Las noches eran nuestras. Algunas veces veíamos películas que ya sabíamos que no
íbamos a terminar. Otras, hablábamos durante horas, de tonterías, de cosas serias, de
miedos, de sueños que todavía no habíamos confesado a nadie. Descubrí que Simón tenía
pesadillas a veces, y que cuando lo abrazaba por la espalda se le pasaban. Él descubrió
que yo dormía mejor si él me acariciaba el pelo hasta quedarme frita.
Mor, por su parte, lo adoraba. Él decía que era porque le daba trozos de su bocadillo
cuando yo no miraba, pero sabía que no era solo eso. Los animales notan las cosas, y mi
perra había decidido que Simón era casa.
Javi también notó el cambio. Un día vino a verme al trabajo solo para preguntarme:
—¿Estás bien? ¿De verdad bien?
Le sonreí.
—Sí.
—Vale. Pues ahora cuídame a ese idiota, que no sabe lo que tiene contigo.
—Lo sabe —le respondí sin pensarlo—. Lo sabe mejor que nadie.
Y sí, lo sabía.
El sábado siguiente, una semana después de mi cumpleaños, estábamos los dos en la
playa. No como antes. Ya no necesitábamos fingir que solo éramos amigos. Simón me
abrazaba por la cintura y yo apoyaba la cabeza en su hombro. El cielo se teñía de naranja y
violeta.
Unos días después, quedé con Laura para merendar y tomarnos un café. Hacía mucho que
no teníamos un rato a solas, sin prisas, sin el ruido de fondo de una fiesta, sin nadie más
interrumpiendo nuestras conversaciones con sus dramas o sus tonterías. Era una de esas
tardes templadas de principios de otoño, en las que el aire empieza a refrescar pero el sol
todavía se cuela con calidez entre las hojas que caen.

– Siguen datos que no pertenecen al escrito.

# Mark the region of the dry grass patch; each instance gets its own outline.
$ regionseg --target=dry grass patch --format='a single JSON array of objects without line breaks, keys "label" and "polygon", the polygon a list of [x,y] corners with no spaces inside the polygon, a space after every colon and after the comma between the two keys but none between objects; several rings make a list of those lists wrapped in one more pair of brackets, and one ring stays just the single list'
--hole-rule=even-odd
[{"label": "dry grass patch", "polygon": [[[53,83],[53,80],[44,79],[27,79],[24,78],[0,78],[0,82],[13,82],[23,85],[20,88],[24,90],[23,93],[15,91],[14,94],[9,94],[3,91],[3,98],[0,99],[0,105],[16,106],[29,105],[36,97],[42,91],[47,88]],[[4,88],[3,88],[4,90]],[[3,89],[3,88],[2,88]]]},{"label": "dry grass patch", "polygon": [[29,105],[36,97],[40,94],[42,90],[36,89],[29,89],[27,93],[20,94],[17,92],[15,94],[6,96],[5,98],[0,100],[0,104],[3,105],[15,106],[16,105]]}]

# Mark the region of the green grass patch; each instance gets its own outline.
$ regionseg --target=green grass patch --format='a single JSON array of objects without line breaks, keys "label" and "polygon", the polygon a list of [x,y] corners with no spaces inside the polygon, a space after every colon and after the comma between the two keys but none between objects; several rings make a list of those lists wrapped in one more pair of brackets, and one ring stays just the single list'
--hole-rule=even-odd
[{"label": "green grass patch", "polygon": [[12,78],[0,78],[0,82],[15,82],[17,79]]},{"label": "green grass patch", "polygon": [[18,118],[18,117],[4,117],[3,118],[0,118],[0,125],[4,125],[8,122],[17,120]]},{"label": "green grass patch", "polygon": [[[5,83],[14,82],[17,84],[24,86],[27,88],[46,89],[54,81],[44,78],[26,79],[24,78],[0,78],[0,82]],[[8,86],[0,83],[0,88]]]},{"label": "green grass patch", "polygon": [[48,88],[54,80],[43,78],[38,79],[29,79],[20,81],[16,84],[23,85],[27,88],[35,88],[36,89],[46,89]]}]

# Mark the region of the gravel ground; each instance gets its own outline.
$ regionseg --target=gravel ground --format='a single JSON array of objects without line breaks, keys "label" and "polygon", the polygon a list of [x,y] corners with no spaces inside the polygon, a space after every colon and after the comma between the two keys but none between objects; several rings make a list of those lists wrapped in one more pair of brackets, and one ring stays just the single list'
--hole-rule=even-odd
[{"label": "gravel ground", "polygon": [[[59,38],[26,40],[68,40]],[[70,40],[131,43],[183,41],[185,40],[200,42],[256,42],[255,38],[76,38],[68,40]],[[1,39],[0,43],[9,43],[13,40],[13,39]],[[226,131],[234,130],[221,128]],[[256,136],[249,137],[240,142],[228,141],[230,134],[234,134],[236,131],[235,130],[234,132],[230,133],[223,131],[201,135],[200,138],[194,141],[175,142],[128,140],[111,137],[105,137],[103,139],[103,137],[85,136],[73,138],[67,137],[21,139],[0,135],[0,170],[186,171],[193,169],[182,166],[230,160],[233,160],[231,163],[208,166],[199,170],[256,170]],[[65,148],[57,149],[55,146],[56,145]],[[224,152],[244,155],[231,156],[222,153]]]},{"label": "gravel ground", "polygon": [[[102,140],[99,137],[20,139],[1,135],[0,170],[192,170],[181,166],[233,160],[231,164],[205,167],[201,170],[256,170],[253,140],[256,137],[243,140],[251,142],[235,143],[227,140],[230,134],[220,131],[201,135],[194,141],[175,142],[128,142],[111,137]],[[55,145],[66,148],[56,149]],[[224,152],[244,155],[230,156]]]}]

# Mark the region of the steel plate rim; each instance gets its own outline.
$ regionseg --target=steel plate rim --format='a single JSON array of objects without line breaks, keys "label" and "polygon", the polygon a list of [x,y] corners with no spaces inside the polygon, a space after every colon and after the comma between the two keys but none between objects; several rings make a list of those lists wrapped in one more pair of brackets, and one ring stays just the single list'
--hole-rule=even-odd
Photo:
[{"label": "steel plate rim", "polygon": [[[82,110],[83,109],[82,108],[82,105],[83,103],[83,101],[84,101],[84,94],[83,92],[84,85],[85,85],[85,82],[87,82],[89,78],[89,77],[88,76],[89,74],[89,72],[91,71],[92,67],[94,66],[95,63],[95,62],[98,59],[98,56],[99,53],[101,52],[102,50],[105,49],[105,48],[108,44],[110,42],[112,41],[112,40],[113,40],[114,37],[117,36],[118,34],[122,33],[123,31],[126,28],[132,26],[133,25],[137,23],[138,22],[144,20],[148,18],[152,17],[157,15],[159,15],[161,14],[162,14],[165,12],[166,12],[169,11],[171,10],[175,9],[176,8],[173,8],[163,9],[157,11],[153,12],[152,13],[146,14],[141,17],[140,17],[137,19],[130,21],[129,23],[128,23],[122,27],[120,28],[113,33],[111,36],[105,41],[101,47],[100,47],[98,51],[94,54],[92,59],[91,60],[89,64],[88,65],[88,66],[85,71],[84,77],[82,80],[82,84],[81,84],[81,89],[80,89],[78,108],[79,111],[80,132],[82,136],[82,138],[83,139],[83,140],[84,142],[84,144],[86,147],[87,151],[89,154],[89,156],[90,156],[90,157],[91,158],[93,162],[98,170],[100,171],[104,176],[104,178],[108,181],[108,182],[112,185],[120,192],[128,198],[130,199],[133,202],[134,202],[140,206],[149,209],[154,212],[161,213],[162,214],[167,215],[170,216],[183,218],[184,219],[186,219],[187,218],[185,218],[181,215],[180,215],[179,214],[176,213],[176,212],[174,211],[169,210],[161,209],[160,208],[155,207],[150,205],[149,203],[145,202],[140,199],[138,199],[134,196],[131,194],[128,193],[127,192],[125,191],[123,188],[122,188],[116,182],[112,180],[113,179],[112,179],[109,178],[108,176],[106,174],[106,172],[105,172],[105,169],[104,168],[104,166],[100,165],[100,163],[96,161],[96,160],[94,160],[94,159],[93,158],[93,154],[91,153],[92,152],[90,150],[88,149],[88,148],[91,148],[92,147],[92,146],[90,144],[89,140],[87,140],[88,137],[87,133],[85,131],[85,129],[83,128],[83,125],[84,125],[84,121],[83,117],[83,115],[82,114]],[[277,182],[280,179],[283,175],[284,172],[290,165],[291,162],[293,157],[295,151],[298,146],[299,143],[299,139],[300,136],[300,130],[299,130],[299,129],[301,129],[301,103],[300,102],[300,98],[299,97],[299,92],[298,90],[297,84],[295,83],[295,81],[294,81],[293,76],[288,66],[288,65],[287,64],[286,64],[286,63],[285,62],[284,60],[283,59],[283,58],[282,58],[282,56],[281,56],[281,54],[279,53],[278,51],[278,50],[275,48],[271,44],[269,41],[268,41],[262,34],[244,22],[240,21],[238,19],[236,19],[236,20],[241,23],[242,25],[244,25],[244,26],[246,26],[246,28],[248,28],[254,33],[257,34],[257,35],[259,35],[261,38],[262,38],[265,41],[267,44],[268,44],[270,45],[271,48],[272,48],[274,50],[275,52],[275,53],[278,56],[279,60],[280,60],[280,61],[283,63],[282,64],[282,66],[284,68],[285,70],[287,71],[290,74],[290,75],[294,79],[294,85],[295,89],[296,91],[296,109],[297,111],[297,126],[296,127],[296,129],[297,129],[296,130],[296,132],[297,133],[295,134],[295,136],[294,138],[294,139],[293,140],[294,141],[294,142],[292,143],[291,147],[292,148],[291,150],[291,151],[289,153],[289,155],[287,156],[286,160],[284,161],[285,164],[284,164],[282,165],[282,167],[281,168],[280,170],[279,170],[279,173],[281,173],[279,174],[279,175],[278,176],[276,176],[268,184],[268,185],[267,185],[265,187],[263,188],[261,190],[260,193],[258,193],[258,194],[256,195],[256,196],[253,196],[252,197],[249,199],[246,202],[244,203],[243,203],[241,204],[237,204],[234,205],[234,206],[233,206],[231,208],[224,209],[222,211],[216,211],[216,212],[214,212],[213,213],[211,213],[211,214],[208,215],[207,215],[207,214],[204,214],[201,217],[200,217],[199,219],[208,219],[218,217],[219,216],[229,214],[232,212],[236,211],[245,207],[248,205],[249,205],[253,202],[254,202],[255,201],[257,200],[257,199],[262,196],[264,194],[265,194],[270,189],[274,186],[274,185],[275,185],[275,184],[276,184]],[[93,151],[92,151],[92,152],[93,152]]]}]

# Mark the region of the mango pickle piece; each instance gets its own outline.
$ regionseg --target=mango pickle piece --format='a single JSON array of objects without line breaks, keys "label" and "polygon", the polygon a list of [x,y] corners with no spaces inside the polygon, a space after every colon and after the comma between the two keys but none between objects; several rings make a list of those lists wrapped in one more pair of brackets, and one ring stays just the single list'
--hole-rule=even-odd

Nos sentamos en nuestra cafetería de siempre, la de las tazas enormes y los bizcochos
caseros. Pedimos lo habitual: café con leche para mí, té verde para ella, y un trozo
generoso de tarta de zanahoria que acabamos compartiendo porque, según Laura, “las
calorías entre amigas no cuentan”.
Me sostuvo la mirada con una ceja alzada en cuanto me vio sonreír sola mirando el café.
—¿Qué pasa? Tienes esa cara de “estoy escondiendo algo muy jugoso y quiero que me lo
saques con cucharita”.
Me reí, pillada.
—Es que... sí, ha pasado algo.
Laura se inclinó hacia mí como si estuviéramos a punto de planear un atraco.
—¿Qué has hecho, Carolina? ¿Te has liado con alguien? ¿Es Iván? ¿Es un desconocido?
Negué, riendo, y le cogí la mano para frenar su maratón mental.
—No. Es Simón.
Su cara pasó por todas las fases posibles de expresión humana: sorpresa, intriga, grito
contenido, emoción pura. Luego me soltó la mano y dio una palmada suave sobre la mesa.